In a world where designers polish everything and make complicated Figma designs, the first time you actually try to see whether it’s doable with code and logic is when you build it for real down the road. This not only introduces a lot of duplicate work, but it also ensures that critical mistakes are done at a point where they are very costly. If eight months into a project you realize that there are major problems with the concept, it’s hard to undo things because there are so many teams involved.
There is this idea from businesses that design is cheap, and engineering is expensive. But the only reason why organizations think that way is because engineers don’t typically work in fault-tolerant environments. It’s always production code — you can’t mess anything up.
Instead, we believe in pulling engineers early into the design process, which has a ton of benefits. Engineers can write code really fast and loose if they are allowed to play by the rules of design instead of this production or security-focused environment. And if it doesn’t work, it’s at a point where it’s very easy to make changes. You can do a complete pivot, or just change a few things.
There currently is a persistent culture of building prototypes that are based on no-code tools, like Figma, that are meant for designers who do not code. And that has been synonymous with cheap or lo-fi ways of testing things. The problem is that it’s a fake product — there isn’t real data involved, so you end up with something that is pretty far removed from reality.
When you resort to code, you can make something that is much closer to reality. You can have data that belongs to a user and they can see themselves using it, which helps them respond to more precise questions.
It becomes a vehicle for alignment. There is a layer of interpretation that comes when you don’t have something tangible to work with. I can be imagining one thing, but Rune can be imagining a completely different thing. Prototypes help reduce the space for subjectivity. It will take more work to build a prototype that is fully functional, but the learnings from that will save a lot of wasted time in cycles of fixing stuff after things have been built.

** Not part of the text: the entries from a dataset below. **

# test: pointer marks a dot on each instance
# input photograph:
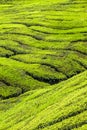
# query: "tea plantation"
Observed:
(43, 65)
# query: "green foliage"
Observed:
(43, 63)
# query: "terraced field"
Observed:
(43, 65)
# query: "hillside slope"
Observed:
(41, 44)
(43, 65)
(62, 107)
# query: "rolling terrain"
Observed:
(43, 65)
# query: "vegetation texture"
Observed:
(43, 65)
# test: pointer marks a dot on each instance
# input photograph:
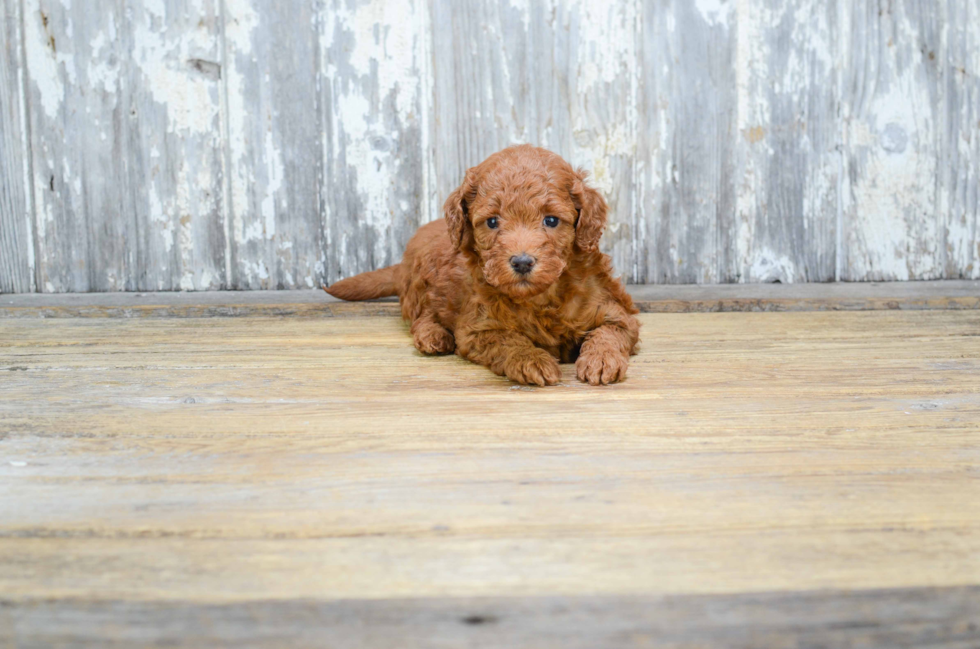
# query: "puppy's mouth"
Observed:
(523, 285)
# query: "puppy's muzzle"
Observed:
(522, 263)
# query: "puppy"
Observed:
(512, 278)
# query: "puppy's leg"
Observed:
(509, 354)
(605, 354)
(431, 337)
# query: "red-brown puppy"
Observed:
(512, 278)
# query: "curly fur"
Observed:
(458, 289)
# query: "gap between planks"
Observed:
(912, 296)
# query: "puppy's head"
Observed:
(522, 215)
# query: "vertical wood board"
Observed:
(372, 189)
(16, 227)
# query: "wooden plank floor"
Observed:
(761, 479)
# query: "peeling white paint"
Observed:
(715, 12)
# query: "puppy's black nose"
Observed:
(522, 263)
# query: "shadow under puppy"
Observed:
(513, 278)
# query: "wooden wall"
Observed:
(215, 144)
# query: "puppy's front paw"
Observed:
(537, 368)
(601, 368)
(433, 339)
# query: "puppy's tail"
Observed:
(366, 286)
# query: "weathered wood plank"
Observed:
(915, 618)
(126, 145)
(559, 75)
(787, 141)
(686, 151)
(651, 298)
(372, 190)
(276, 237)
(176, 144)
(258, 480)
(892, 109)
(16, 215)
(960, 148)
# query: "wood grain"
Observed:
(373, 193)
(786, 141)
(960, 146)
(891, 105)
(126, 147)
(212, 145)
(157, 473)
(686, 159)
(275, 235)
(16, 216)
(909, 618)
(908, 296)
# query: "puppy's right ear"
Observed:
(458, 213)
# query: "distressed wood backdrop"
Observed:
(254, 144)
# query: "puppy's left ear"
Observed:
(457, 212)
(592, 210)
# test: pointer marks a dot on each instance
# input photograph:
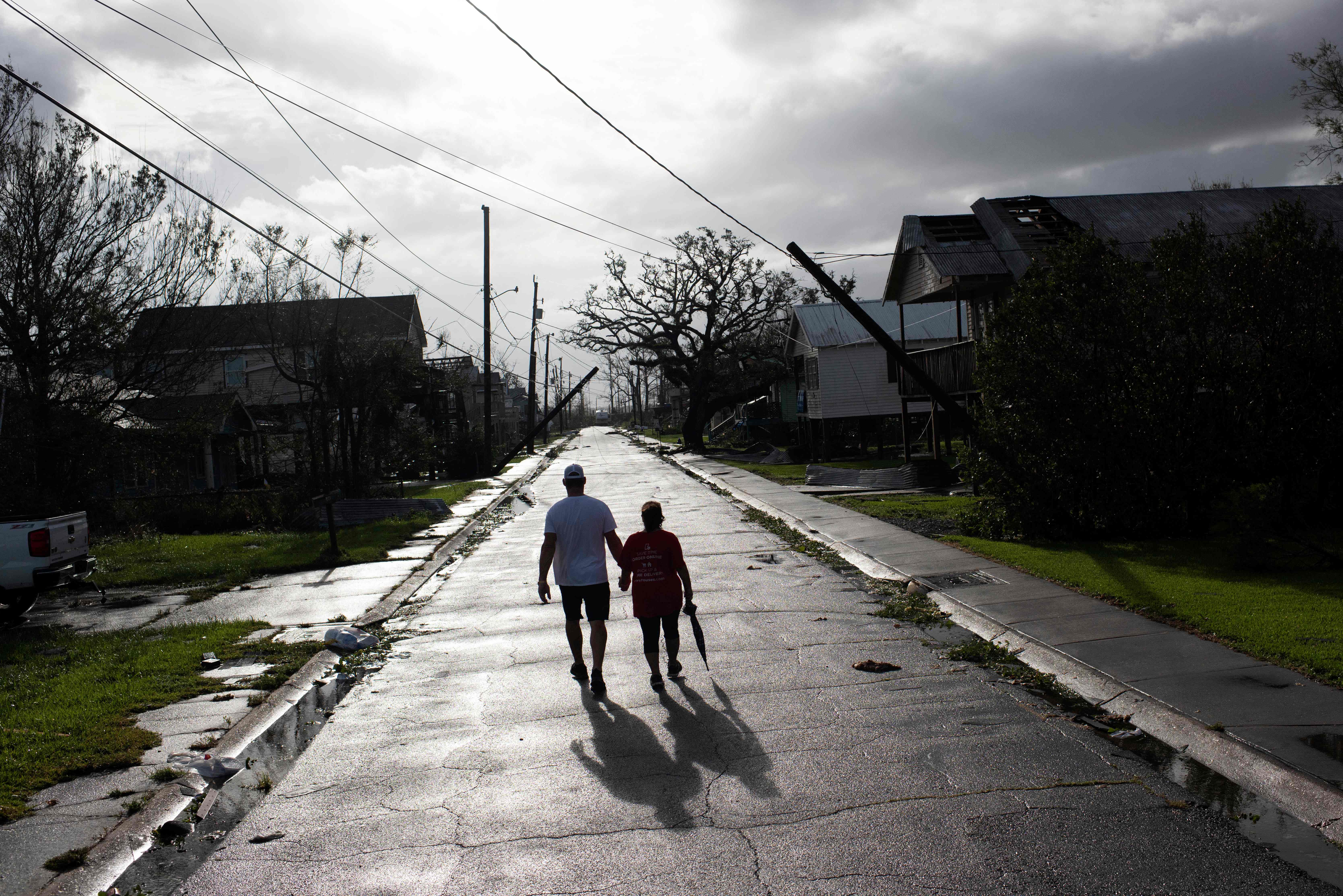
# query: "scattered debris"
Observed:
(171, 831)
(207, 766)
(207, 804)
(875, 666)
(68, 860)
(350, 639)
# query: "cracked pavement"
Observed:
(472, 764)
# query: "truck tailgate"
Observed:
(69, 538)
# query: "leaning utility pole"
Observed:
(547, 389)
(489, 441)
(531, 374)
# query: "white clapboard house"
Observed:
(841, 379)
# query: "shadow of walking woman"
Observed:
(719, 739)
(636, 768)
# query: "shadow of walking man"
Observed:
(634, 766)
(719, 739)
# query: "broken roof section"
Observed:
(937, 255)
(268, 323)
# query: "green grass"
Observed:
(797, 473)
(452, 494)
(234, 558)
(1274, 601)
(66, 700)
(911, 507)
(1271, 602)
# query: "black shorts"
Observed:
(597, 597)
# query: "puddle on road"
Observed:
(1259, 820)
(163, 868)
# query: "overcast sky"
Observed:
(812, 122)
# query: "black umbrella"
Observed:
(698, 631)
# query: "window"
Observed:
(236, 371)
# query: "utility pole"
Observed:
(547, 436)
(489, 441)
(531, 374)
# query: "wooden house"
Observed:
(974, 260)
(841, 379)
(245, 353)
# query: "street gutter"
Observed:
(131, 837)
(1298, 793)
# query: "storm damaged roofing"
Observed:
(1004, 236)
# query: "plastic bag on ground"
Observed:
(213, 768)
(350, 639)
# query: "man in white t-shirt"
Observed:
(577, 531)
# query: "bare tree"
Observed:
(85, 252)
(347, 384)
(1322, 99)
(711, 319)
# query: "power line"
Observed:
(307, 146)
(199, 136)
(617, 130)
(360, 112)
(399, 155)
(210, 202)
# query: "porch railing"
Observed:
(953, 367)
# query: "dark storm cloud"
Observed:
(821, 134)
(35, 62)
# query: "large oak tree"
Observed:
(712, 319)
(85, 251)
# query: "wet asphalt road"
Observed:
(472, 764)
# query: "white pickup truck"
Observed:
(38, 555)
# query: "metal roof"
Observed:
(829, 326)
(1021, 226)
(1136, 218)
(957, 245)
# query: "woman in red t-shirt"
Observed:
(652, 559)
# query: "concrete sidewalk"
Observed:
(1117, 659)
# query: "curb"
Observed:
(125, 841)
(1295, 792)
(132, 836)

Companies should invest resources in early experiments, innovation, and testing — like creating early prototypes for their ideas — not necessarily as a way to test on end users, but to talk about ideas internally in order to align on strategy. Businesses can sometimes get very conservative very early in terms of strategy and focus. But because we know that early prototypes are never meant to represent the final product, the process allows us to go a little wilder, make decisions and just try things. The first prototype will probably be horrible or not work at all. But it shapes the organization’s knowledge around what works and what doesn’t work so you can make better decisions down the line.

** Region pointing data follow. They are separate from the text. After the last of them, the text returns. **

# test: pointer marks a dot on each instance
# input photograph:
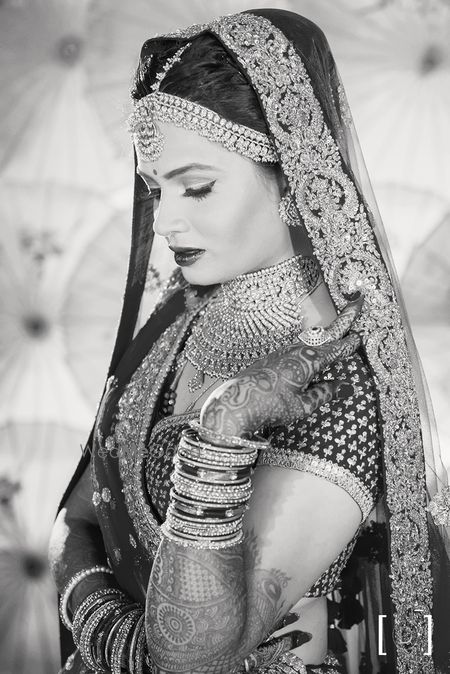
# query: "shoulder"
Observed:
(340, 441)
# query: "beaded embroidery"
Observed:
(345, 246)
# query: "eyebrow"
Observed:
(180, 171)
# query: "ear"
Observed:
(282, 182)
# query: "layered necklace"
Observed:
(249, 317)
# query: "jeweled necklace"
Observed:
(249, 317)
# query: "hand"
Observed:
(277, 390)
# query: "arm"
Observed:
(209, 609)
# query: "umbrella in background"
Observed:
(409, 216)
(119, 29)
(55, 344)
(48, 129)
(36, 462)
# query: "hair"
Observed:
(206, 75)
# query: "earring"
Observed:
(288, 211)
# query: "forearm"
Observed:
(76, 545)
(209, 604)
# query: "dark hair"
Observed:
(207, 75)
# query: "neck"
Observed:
(266, 286)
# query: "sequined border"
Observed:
(345, 246)
(327, 469)
(130, 435)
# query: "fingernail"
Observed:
(354, 297)
(300, 638)
(345, 390)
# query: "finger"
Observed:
(342, 324)
(269, 652)
(339, 350)
(303, 404)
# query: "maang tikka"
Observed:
(164, 107)
(288, 212)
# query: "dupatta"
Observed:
(288, 63)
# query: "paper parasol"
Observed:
(48, 129)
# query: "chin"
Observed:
(206, 276)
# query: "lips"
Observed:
(186, 256)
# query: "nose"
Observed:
(168, 219)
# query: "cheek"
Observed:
(236, 219)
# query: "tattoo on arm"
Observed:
(275, 390)
(208, 609)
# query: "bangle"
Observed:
(71, 585)
(210, 495)
(89, 605)
(134, 660)
(121, 639)
(87, 633)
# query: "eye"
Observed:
(199, 193)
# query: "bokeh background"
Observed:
(65, 195)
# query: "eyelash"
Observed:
(197, 194)
(201, 192)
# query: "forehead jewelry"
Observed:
(162, 107)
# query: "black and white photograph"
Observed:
(224, 336)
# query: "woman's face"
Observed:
(217, 211)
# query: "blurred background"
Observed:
(65, 198)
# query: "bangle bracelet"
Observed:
(71, 585)
(89, 605)
(215, 437)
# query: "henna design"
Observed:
(275, 390)
(208, 609)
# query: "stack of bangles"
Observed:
(107, 627)
(212, 487)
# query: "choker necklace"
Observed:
(249, 317)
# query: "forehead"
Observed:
(183, 146)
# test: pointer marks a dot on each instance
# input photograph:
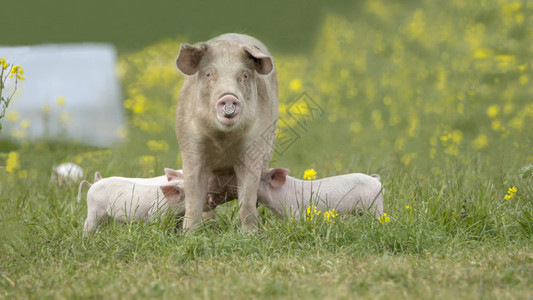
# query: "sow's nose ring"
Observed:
(229, 110)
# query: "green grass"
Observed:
(461, 239)
(433, 96)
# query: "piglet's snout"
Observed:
(228, 105)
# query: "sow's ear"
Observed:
(263, 62)
(278, 177)
(173, 175)
(189, 57)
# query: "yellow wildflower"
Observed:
(64, 117)
(511, 192)
(493, 111)
(330, 215)
(311, 212)
(309, 174)
(12, 163)
(3, 63)
(60, 101)
(384, 219)
(296, 85)
(25, 123)
(13, 116)
(46, 109)
(17, 71)
(480, 142)
(155, 146)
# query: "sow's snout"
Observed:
(228, 108)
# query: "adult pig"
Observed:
(226, 118)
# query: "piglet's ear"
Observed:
(263, 63)
(278, 177)
(171, 191)
(173, 175)
(189, 57)
(97, 177)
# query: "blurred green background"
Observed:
(409, 84)
(288, 26)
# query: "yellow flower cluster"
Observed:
(158, 146)
(3, 63)
(383, 219)
(330, 215)
(511, 192)
(17, 71)
(13, 162)
(310, 174)
(314, 213)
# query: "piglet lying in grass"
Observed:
(133, 199)
(345, 193)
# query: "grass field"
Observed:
(436, 98)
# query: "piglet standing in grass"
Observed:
(133, 199)
(347, 193)
(286, 195)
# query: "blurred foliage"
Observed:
(408, 84)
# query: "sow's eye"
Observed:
(245, 76)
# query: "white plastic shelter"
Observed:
(70, 91)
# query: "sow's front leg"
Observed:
(195, 186)
(248, 172)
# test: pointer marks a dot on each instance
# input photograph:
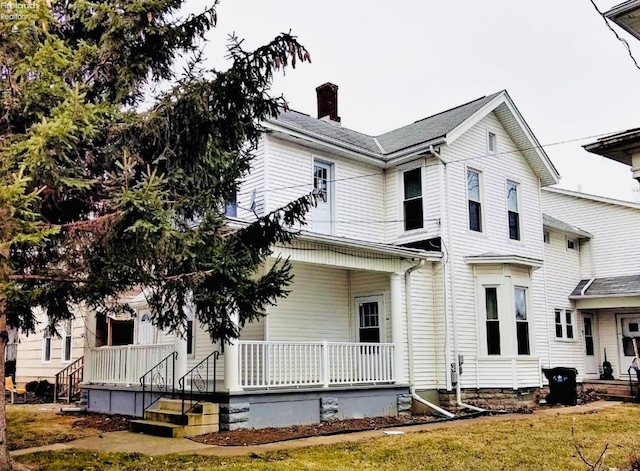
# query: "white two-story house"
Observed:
(423, 275)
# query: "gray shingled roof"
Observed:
(433, 127)
(556, 224)
(614, 286)
(422, 131)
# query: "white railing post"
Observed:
(232, 360)
(324, 364)
(397, 337)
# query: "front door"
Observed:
(590, 360)
(628, 333)
(322, 186)
(370, 319)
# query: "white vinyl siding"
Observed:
(359, 188)
(612, 243)
(29, 365)
(470, 150)
(253, 185)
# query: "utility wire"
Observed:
(622, 40)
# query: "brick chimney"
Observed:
(328, 101)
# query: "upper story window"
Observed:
(66, 345)
(513, 210)
(492, 142)
(522, 321)
(475, 203)
(323, 188)
(412, 202)
(492, 320)
(564, 323)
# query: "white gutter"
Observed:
(448, 257)
(409, 320)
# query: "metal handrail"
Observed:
(161, 382)
(200, 381)
(64, 380)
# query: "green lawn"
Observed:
(532, 443)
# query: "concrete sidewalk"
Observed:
(127, 442)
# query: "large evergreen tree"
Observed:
(97, 197)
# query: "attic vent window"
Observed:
(492, 143)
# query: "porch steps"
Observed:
(167, 420)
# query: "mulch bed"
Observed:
(101, 422)
(249, 437)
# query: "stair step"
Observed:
(158, 429)
(163, 429)
(175, 405)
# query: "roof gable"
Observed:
(438, 129)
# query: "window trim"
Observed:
(576, 244)
(563, 325)
(480, 200)
(403, 223)
(518, 212)
(63, 352)
(506, 284)
(46, 335)
(331, 190)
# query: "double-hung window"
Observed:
(492, 320)
(412, 204)
(513, 212)
(564, 324)
(475, 205)
(66, 345)
(522, 321)
(46, 342)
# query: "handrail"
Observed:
(65, 380)
(200, 381)
(160, 379)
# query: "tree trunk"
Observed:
(5, 459)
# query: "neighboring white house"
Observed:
(427, 268)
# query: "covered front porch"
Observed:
(342, 327)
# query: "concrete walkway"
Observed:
(127, 442)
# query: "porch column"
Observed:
(396, 326)
(231, 360)
(180, 347)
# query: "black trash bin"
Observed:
(562, 385)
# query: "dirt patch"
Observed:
(249, 437)
(101, 422)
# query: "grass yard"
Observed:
(532, 443)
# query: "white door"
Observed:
(590, 359)
(370, 311)
(628, 333)
(146, 330)
(322, 186)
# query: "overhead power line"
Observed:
(622, 40)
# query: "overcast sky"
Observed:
(397, 62)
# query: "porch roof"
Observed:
(561, 226)
(616, 286)
(376, 247)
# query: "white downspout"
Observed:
(409, 321)
(453, 296)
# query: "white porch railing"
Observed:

How can organizations get started?
You can’t do early functional prototyping without having a multidisciplinary approach to team-building and the way you collaborate, so that means designers and engineers doing things together.

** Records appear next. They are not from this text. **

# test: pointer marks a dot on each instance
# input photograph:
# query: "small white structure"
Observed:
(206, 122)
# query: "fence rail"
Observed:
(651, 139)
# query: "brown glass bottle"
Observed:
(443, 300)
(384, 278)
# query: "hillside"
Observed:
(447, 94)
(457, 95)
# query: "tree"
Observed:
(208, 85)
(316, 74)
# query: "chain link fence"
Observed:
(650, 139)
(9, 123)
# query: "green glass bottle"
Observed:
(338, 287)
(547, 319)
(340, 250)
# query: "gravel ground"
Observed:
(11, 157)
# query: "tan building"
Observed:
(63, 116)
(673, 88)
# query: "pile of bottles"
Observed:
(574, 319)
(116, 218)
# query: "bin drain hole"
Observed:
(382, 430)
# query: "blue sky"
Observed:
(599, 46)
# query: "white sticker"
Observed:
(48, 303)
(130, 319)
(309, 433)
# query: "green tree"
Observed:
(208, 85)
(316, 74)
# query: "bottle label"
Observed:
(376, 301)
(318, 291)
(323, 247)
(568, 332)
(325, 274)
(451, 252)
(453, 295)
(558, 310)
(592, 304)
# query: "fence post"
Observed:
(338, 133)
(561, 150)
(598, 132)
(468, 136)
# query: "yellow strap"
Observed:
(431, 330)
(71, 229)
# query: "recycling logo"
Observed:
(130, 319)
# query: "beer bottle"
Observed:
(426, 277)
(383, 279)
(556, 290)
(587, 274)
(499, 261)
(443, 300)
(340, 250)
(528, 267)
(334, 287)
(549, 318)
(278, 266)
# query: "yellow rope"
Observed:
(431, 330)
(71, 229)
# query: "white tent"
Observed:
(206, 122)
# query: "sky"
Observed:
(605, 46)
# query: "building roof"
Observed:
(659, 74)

Yeah, there has to be a combination of people who can dream and people who can build. Those are very different mindsets, but they need to collide and create ideas around that. The multidisciplinary approach to teams is really about letting go of predefined roles. Organizations tend to put people into buckets, and people put parts of themselves to sleep in order to fit in, but they are still there. The moment you pick them up and allow them to expand, they will take up that space and actually flourish. The cool thing about this approach is that if you put engineers and designers together in a room, they will learn from each other. Eventually, the builder will start dreaming, and the dreamer will start building.